Avg: 3 from 1 vote
|Type:||Trad, Alpine, 600 ft (182 m), 4 pitches, Grade II|
|FA:||Evan Mathews, Tony Chang (August 2017)|
|Page Views:||794 total · 17/month|
|Shared By:||Orphaned User on Aug 18, 2017|
|Admins:||GRK, Zach Wahrer|
The Full On Father takes the best looking line up North Buttress and is just as adventurous as the name suggests. This route was bolted on lead from free stances onsight without hangs or falls so some spice is to be expected but through generally great rock quality.
Pitch 1, 5.7
Start about 30ft uphill from the very tip of the toe of the buttress, just to the right of an obvious crack system. Follow cool crack features on awesome rock placing gear to a shallow break capped by a short overlap. Move to the right side of the break to a bolt just over the overlap. Move past another bolt over the overlap and follow cracks and grooves up and right to a ledge staying right of the tress to a bolt belay. Runner things well.
Pitch 2, 5.10
Move just up and left from the belay and follow broken cracks with gear to a bolt heading up and right towards a large left facing feature. After a #4 placement, move up and right around the feature and onto the face to a bolt. From here follow ever distancing bolts through good rock and climbing to a ledge. Traverse right across the ledge to two more bolts before pulling onto another ledge. Follow easy, but slightly loose ground straight up to an obvious tree belay. Runner things well, takes almost an entire 70m line!

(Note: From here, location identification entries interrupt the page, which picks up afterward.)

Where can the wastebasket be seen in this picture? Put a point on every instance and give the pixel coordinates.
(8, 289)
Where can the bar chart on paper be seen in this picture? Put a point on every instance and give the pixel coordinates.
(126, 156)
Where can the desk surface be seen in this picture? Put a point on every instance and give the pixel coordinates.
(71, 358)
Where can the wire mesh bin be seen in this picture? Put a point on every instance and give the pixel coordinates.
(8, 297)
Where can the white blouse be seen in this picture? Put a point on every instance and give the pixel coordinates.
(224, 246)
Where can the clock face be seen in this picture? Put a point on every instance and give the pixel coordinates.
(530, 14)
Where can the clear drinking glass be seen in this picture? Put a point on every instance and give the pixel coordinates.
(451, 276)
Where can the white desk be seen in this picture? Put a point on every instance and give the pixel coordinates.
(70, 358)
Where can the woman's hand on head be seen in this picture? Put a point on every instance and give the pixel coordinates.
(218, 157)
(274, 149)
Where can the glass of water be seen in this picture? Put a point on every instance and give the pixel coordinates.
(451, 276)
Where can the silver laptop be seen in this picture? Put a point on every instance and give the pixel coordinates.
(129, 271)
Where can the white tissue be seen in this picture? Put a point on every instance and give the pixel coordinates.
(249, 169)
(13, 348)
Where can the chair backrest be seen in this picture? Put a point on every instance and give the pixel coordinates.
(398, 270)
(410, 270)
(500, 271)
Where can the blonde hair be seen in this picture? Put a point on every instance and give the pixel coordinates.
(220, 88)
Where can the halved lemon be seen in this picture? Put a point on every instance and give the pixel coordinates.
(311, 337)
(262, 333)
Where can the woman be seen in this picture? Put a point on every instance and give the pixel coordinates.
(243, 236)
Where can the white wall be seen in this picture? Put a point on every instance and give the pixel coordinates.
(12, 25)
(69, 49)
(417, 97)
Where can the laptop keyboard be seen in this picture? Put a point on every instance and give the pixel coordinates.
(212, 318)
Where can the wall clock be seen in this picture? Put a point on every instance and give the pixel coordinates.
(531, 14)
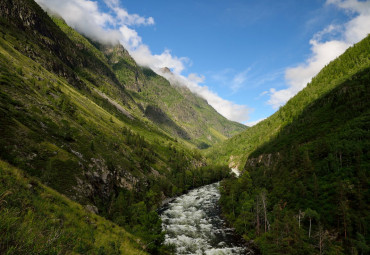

Move the belay about 60 feet right, traversing a small ledge system to a nice flat little belay space just above some small trees. It's nice to stay roped up for this.
Pitch 3, 5.6
Climb the obvious easy wide corner and pull up into a small 4th class chute. You can climb a pre-existing bolt line, following large cracks and grooves (looks to be 5.6ish, not sure of the anchor situation up top) straight up to the summit or continue up the short 4th class chute and around a small rise to a bolted belay below the last pitch of The Full On Father.
Pitch 4, 5.8
Climb up awesome rock following a crack that quickly narrows to a seam, passing bolts and staying to the right of a small shrub. Follow broken cracks and a bolt with ever easing difficulty to the summit. Keep an eye out for loose rock near the top. Bolt belay.
To descend, see the descent beta listed on the North Buttress page.